By J Hutcherson – WASHINGTON, DC (Jan 16, 2015) US Soccer Players – Football Association chairman Greg Dyke fully understands his role as the head of English soccer. It’s in no small part creating an environment to produce a better England National Team. With the Premier League and a professional club structure that’s the largest in Europe, that should be one of the best drivers toward that goal. Instead, it’s the Premier League that’s part of the problem.
Dyke’s Football Association sanctions the Premier League. By design, the breakaway that turned the old First Division into the Premier League in the early 90s was just that. A breakaway from the Football League as sanctioning body replaced by the Football Association itself.
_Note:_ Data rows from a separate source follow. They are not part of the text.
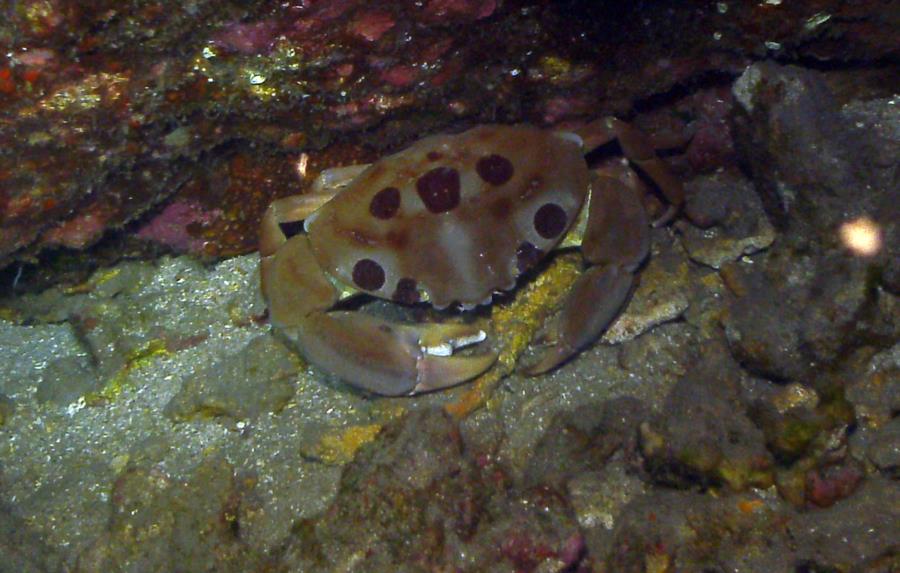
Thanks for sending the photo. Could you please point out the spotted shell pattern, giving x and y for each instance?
(453, 217)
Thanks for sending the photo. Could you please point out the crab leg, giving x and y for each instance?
(618, 238)
(638, 149)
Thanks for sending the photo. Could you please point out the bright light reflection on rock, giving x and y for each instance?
(862, 236)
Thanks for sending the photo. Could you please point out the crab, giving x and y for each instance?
(452, 220)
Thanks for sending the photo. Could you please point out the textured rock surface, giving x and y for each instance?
(740, 415)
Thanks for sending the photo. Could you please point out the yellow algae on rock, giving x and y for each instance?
(339, 447)
(139, 358)
(515, 323)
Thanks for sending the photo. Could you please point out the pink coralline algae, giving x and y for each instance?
(80, 231)
(469, 9)
(248, 38)
(370, 26)
(170, 227)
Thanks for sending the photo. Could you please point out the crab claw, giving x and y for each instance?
(589, 308)
(388, 358)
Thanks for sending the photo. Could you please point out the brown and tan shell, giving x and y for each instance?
(457, 217)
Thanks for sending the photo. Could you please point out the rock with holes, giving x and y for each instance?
(451, 221)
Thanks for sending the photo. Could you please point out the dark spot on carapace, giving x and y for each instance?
(385, 203)
(501, 208)
(397, 238)
(495, 169)
(368, 275)
(291, 228)
(527, 255)
(439, 189)
(407, 291)
(550, 220)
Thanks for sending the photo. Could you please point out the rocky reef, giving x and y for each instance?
(741, 413)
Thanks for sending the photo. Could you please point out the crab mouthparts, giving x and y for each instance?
(447, 347)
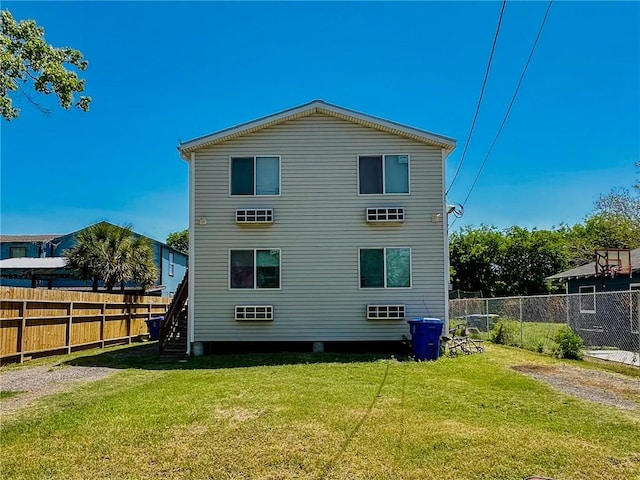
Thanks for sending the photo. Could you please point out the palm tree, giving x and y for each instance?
(114, 255)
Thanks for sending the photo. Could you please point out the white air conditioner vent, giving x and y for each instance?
(254, 312)
(385, 214)
(385, 312)
(254, 215)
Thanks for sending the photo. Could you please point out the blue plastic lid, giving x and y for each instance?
(427, 320)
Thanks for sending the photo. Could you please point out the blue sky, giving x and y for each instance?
(162, 71)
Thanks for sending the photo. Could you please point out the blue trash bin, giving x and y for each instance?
(425, 337)
(153, 324)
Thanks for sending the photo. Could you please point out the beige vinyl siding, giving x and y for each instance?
(319, 224)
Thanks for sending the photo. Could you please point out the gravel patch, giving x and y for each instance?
(592, 385)
(37, 382)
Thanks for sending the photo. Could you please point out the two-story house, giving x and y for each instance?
(316, 224)
(38, 261)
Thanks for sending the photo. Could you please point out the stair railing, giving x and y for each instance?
(169, 325)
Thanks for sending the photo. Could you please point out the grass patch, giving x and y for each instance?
(533, 336)
(319, 416)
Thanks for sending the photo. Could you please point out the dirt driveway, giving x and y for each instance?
(594, 385)
(36, 382)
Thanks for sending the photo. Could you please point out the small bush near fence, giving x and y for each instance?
(569, 344)
(535, 336)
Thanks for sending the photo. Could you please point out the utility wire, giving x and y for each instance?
(513, 99)
(484, 83)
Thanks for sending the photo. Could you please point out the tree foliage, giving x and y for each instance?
(620, 202)
(114, 255)
(179, 240)
(29, 62)
(515, 261)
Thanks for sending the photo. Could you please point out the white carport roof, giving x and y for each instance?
(33, 263)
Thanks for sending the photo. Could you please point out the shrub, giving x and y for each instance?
(569, 344)
(504, 333)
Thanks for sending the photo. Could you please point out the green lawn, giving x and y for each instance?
(318, 416)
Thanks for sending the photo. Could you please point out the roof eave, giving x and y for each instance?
(317, 106)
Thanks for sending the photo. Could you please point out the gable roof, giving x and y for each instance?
(589, 270)
(29, 238)
(317, 106)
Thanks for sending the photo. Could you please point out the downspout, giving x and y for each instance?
(161, 278)
(192, 263)
(445, 233)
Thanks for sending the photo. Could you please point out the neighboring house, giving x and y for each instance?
(27, 261)
(583, 279)
(316, 224)
(602, 319)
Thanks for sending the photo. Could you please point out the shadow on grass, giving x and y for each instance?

That might not mean much to anybody outside of England, but when we’re talking about the oldest soccer league in the world it was a sizeable shift.
Still, regardless of what organization sanctions the Premier League, the role of the league remains at issue.
Topflight English soccer doesn’t exist to improve the national teams of other countries. t’s a byproduct of having such a successful league that the money and opportunity is there for some of the world’s best players. At the same time, it’s still an open conversation as to whether or not topflight English soccer exists to improve its own country’s national team. Whenever a Premier League club fields a foreign starting eleven, it’s a pragmatic statement that they don’t.
Fair enough from a foreign perspective. England is a finished product as one of the teams that is a global soccer power. That’s true for club and country. Playing in the toughest region to qualify, England hasn’t missed a World Cup since 1994. They have players that are world superstars. Their clubs are some of the biggest brands in soccer.
What England hasn’t done is win enough to satisfy the FA itself, much less the country at large. For Dyke’s FA, part of the blame is squarely on the Premier League itself with some left over for England’s work permit policies. The FA can’t do anything about European Union players, but they can stop what they see as a loophole for how non-EU players get work permits to play soccer in England.
Though work permit issues have stopped American players from signing with English clubs, the process is easier than the FA would like. That’s especially true when an English club appeals a denied work permit. The FA’s solution is to change the rules.
Right now, it’s the point of the FA raising this issue that’s more important than the FA’s proposed changes. What the FA wants is a pipeline for English players running through the Premier League. What that requires is not just a reinterpretation of the Premier League’s purpose, but what any topflight means in the contemporary era of soccer.
Closing borders to foreign players was a hallmark of some of the major European leagues in a bygone era. Now, it’s almost silly to think that any league can afford to close itself off completely. One of the criticisms of England is too many Premier League players, but that’s not the FA’s primary complaint. Instead, it’s the quality of choice the Premier League is providing.
For Dyke’s FA, the current version of the Premier League is incurring a heavy opportunity cost by not fully developing enough English soccer players. That’s a criticism that’s not unique to England, but the position of the Premier League as the most popular soccer league in the world complicates the issue.
If the English Premier League accepts a mandate that it should improve the options for England, the league changes. Instead of a cosmopolitan league blending styles even at clubs with no chance of competing for the title, it becomes something else. Development for elite National Teams is hardly the same as holding open places for domestic players like we’ve seen in MLS and the original NASL, but it’s a different concept of what the Premier League should be.
Different might not necessarily mean noticeably better or worse, but it’s altering a game plan that pushed the Premier League to the top of the domestic league table in the view of a worldwide audience. Even when talking about players that cost less than $15m and appear in 30% of international games in their home country, both parts of the FA’s proposed changes to the work permit regulations, that’s a considerable risk to take.